Welcome to our Featured Play Spotlight. If you’re looking for a play that takes a stand and gets people talking, then read on. This month we’re featuring Clowns with Guns by Christoper Evans – a play that both audiences and performers will never forget.
Step right up! Step right up! It’s the SCHOOL-SHOOT-O-RAMA! And the question everyone’s asking is “Am I walking out alive today?”
Clowns with Guns takes a theatrical and absurd look at the repeated and seemingly endless cycle of school violence. It happens, everyone is terribly upset, things continue on as normal, it happens again.
This story is mean. There are guns. The play puts school shooting violence out in the open and forces all of us to do the same. Read the play with this knowledge.
Why did we publish this play?
Clowns with Guns takes a theatrical and absurd look at the repeated and seemingly endless cycle of school violence. It happens, everyone is terribly upset, things continue on as normal, and it happens again. We wanted to publish this play because it puts school shooting violence out in the open and forces us to do the same. It’s not a gentle play, it’s mean. And we wanted a play out there on the topic that makes a stand.
Let’s hear from the author!
1. Why did you write this play?
This was my comment on the seeming acceptance of school and mass shootings. I was angry and wanted to be an angry voice that said “This is not okay. I do not accept this.”
2. Describe the theme in one or two sentences.
A cycle of violence will not stop unless we do something to stop it.
3. What’s the most important visual for you in this play?
The introduction of the silent clowns, Thoughts and Prayers, at the end of every stylized shooting. This was my comment that after every event all we would do is send Thoughts and Prayers. Nothing else. Nothing changed.
4. If you could give one piece of advice for those producing the play, what would it be?

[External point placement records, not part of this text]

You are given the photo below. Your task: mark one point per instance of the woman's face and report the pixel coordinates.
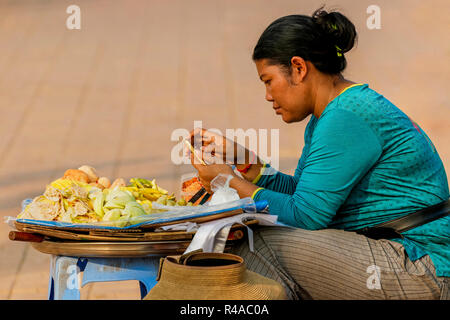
(289, 97)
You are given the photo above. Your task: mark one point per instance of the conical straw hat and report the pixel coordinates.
(212, 276)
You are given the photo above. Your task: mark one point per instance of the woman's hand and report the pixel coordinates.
(206, 173)
(214, 147)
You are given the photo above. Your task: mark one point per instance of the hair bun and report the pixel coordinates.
(337, 28)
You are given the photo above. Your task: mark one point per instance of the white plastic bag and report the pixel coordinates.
(222, 191)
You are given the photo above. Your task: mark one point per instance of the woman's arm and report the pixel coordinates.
(343, 148)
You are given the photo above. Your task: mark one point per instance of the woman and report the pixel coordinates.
(364, 162)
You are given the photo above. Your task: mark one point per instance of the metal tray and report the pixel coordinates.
(111, 249)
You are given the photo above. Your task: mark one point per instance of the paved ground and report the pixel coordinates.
(111, 94)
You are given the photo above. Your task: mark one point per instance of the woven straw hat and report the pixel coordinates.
(212, 276)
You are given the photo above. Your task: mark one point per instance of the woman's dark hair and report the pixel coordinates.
(321, 39)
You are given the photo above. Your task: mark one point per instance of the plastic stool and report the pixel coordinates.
(66, 278)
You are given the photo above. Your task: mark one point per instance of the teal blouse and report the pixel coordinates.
(364, 162)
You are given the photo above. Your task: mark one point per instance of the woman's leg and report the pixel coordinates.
(336, 264)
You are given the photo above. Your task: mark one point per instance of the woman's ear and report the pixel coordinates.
(299, 69)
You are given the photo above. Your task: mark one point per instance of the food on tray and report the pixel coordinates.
(80, 196)
(193, 192)
(119, 182)
(104, 181)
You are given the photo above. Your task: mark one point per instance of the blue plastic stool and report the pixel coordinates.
(66, 278)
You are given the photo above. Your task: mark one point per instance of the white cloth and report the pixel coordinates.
(212, 236)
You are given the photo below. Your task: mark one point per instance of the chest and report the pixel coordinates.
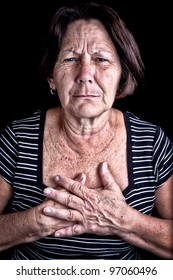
(59, 159)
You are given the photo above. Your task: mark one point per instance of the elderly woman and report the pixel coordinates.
(83, 179)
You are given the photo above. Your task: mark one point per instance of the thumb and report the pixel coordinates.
(81, 178)
(107, 178)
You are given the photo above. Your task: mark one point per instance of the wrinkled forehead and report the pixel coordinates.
(86, 30)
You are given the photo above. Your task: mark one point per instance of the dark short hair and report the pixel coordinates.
(125, 44)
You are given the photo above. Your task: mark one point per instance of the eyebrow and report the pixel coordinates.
(71, 50)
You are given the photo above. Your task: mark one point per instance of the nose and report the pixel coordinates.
(85, 74)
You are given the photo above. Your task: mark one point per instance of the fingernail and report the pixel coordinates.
(47, 210)
(57, 178)
(105, 165)
(47, 190)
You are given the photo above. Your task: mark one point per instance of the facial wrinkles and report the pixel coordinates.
(87, 39)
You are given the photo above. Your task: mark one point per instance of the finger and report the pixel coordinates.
(64, 214)
(107, 178)
(81, 178)
(76, 229)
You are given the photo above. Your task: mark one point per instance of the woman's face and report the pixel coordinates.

Embrace the absurdity and the message. This isn’t a play to be enjoyed. It’s social satire and it’s going to make your audience very engaged, possibly angry. Some folks don’t like to be seen in a negative light.
5. Why is this play great for student performers?
It adds Absurd Theatre to their resume. It’s unlike any play they’ve done. It’s not safe. It’s mean and if you go as far with these characters as the script demands, you’ll never forget this play. Neither will your audience. That’s what theatre should be.